The matchmaking area at Latitude59, where startups and investors hold short meetings throughout the conference. Photo: Latitude59.

Estonian president Alar Karis used his opening speech to put artificial intelligence in human terms. AI has already changed many jobs, he said, but the larger transformation is still ahead. “If we want society to benefit fully from artificial intelligence, we need to talk more about the skills people must develop so that AI makes us smarter rather than simply replacing us,” Karis said.

Latitude59 CEO Liisi Org struck a similar note, warning against the temptation to mistake technological acceleration for progress. “Computers can code, but only people can care,” she said. Her message was partly existential, partly practical: in a difficult economic climate for startups, the region still needs to think internationally and build deliberately. Estonia, she argued, is part of the “New Nordics” – a loose, outward-looking idea that places the Baltics and Nordics in the same operating room rather than in separate waiting rooms.

Latitude59 CEO Liisi Org delivers the opening words at the conference’s main stage in Kultuurikatel, Tallinn. Photo: Latitude59.

The most urgent sectors on the programme – defence, climate, AI and deep tech – do not fit neatly inside national borders. Latitude59 is explicitly trying to build bridges between the New Nordics, Africa, Canada and Asia. Delegations from Italy, Spain, Austria, the UK, Ukraine, South Korea and Canada are among those arriving in Tallinn. Google Cloud, Meta, Mastercard and Amazon Web Services are also present, while Finland’s Aalto University is bringing a sharper deep-tech focus through workshops and stage discussions.

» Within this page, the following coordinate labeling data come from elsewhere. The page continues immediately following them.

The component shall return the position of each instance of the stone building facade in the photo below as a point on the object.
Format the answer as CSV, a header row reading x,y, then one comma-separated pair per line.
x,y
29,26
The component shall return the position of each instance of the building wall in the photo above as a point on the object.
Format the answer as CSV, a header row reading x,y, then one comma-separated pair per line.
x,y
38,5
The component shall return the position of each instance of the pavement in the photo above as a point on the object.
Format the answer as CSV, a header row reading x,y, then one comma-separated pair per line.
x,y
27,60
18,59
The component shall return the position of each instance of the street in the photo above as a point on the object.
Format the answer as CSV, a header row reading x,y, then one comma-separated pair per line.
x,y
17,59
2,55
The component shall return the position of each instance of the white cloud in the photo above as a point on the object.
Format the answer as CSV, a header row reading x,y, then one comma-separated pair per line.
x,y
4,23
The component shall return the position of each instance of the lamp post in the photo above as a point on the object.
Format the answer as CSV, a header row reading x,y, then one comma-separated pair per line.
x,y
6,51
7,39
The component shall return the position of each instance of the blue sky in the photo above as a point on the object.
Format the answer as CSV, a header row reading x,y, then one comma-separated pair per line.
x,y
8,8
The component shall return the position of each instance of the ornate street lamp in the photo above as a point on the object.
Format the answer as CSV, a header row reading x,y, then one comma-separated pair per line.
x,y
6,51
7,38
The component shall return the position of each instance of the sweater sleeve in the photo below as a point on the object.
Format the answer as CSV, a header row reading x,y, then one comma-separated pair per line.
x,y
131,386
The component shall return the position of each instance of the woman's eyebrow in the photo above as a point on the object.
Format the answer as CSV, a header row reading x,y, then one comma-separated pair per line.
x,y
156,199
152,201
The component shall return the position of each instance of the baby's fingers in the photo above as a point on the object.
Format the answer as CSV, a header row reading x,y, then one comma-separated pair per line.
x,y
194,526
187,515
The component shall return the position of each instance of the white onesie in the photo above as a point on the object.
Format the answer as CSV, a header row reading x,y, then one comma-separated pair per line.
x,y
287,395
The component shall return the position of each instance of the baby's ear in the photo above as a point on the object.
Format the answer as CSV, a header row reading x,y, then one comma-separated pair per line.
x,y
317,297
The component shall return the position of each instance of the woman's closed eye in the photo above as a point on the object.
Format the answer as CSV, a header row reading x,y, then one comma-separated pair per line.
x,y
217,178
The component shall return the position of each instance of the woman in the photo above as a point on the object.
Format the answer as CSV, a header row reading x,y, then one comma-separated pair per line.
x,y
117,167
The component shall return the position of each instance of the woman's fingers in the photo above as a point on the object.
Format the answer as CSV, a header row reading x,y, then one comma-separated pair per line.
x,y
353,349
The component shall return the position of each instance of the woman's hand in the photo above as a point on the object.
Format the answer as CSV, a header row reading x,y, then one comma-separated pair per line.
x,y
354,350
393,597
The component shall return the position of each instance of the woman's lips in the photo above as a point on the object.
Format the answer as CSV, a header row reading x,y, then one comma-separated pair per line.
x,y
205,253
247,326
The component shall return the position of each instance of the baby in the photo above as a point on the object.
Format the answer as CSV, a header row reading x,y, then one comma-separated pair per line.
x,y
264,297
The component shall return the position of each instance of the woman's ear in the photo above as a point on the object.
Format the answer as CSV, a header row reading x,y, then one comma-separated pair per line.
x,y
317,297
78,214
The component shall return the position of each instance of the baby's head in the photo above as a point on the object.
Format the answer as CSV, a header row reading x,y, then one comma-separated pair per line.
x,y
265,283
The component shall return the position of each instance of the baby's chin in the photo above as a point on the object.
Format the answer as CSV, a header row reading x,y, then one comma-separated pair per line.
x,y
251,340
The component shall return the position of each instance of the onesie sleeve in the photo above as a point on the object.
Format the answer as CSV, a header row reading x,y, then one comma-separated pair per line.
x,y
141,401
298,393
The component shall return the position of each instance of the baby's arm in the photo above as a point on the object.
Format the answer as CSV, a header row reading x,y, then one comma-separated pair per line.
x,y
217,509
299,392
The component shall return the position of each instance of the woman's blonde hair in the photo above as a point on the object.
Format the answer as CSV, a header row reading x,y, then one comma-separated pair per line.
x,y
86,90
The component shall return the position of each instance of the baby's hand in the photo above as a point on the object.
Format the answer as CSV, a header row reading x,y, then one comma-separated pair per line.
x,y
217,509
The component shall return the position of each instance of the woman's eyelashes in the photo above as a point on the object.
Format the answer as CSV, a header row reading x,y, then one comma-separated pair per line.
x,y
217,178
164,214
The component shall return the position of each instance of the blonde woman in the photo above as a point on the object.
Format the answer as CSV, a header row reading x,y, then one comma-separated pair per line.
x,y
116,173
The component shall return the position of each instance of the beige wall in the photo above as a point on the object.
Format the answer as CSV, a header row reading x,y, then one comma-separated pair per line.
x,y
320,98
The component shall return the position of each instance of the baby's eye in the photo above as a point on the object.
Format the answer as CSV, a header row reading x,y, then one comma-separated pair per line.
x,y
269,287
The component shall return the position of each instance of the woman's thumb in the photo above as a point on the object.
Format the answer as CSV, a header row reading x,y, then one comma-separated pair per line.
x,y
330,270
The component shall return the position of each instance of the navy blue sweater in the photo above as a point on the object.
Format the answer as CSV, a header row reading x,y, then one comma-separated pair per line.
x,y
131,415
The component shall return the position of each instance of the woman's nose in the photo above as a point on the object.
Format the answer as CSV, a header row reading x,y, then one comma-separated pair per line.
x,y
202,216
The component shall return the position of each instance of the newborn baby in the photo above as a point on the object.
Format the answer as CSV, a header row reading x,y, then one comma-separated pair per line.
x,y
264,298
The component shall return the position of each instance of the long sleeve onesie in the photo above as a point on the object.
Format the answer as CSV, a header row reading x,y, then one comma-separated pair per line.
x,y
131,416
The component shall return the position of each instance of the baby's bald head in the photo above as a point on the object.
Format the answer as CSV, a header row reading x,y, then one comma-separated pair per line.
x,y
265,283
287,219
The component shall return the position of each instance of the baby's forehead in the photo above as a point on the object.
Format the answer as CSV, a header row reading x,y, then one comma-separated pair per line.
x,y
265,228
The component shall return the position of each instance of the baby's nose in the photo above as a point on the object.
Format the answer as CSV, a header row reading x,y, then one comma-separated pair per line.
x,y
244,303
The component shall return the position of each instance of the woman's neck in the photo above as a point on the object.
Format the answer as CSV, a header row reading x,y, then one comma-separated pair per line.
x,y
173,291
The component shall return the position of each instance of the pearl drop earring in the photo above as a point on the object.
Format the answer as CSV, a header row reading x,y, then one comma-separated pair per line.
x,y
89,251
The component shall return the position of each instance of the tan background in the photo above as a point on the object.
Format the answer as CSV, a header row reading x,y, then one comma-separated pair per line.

Regulation, risk and the next startup frontier

The policy conversation is equally central. At Latitude59’s opening event, Thinking in Billions, politicians, founders and investors discussed how governments can allow new technologies to be tested without waiting for legislation to catch up years too late. Canada’s foreign minister Anita Anand framed the issue in geopolitical terms, arguing that countries need to adapt together rather than assume they already hold the answers.

Estonia’s deputy secretary general for economy and innovation, Sigrid Rajalo, was more direct: the real obstacle to innovation is often not a shortage of ideas, but fear of mistakes. A small state can move quickly – provided its officials are rewarded for trying, not punished for failing.

A participant at Latitude59, where AI, deep tech and startup partnerships are among the central themes. Photo: Latitude59.

The startup side of Latitude59 has the same flavour of practical ambition. This year’s pitch competition attracted a record 465 applicants from 53 countries and five continents. Seven finalists from Estonia, Finland, Lithuania and Ukraine will compete for an investment prize of up to half a million euros, backed by venture capital funds. The finalists range from AI workforce agents and fleet-management software to renewable supercapacitors, working-dog training technology and a Ukrainian tactical first-person-view simulator for military drone pilots.

The old shorthand for the region – software as a service, fintech, digital public services – no longer captures the full field. Estonia’s startup economy is moving into heavier terrain: unmanned systems, energy storage, autonomous platforms, AI-era infrastructure and dual-use technologies. The conference material points to Threod Systems, Milrem Robotics and Skeleton Technologies as examples of a broader shift in the investment landscape.

Estonia’s digital-state story is not over. But at Latitude59, it feels less like the headline and more like the infrastructure beneath a new one. The country is no longer asking the world to admire what it built in the 1990s and 2000s. It is inviting it to Tallinn to inspect what comes next.

Robotics and AI are among the technologies on display at Latitude59. Photo: Latitude59.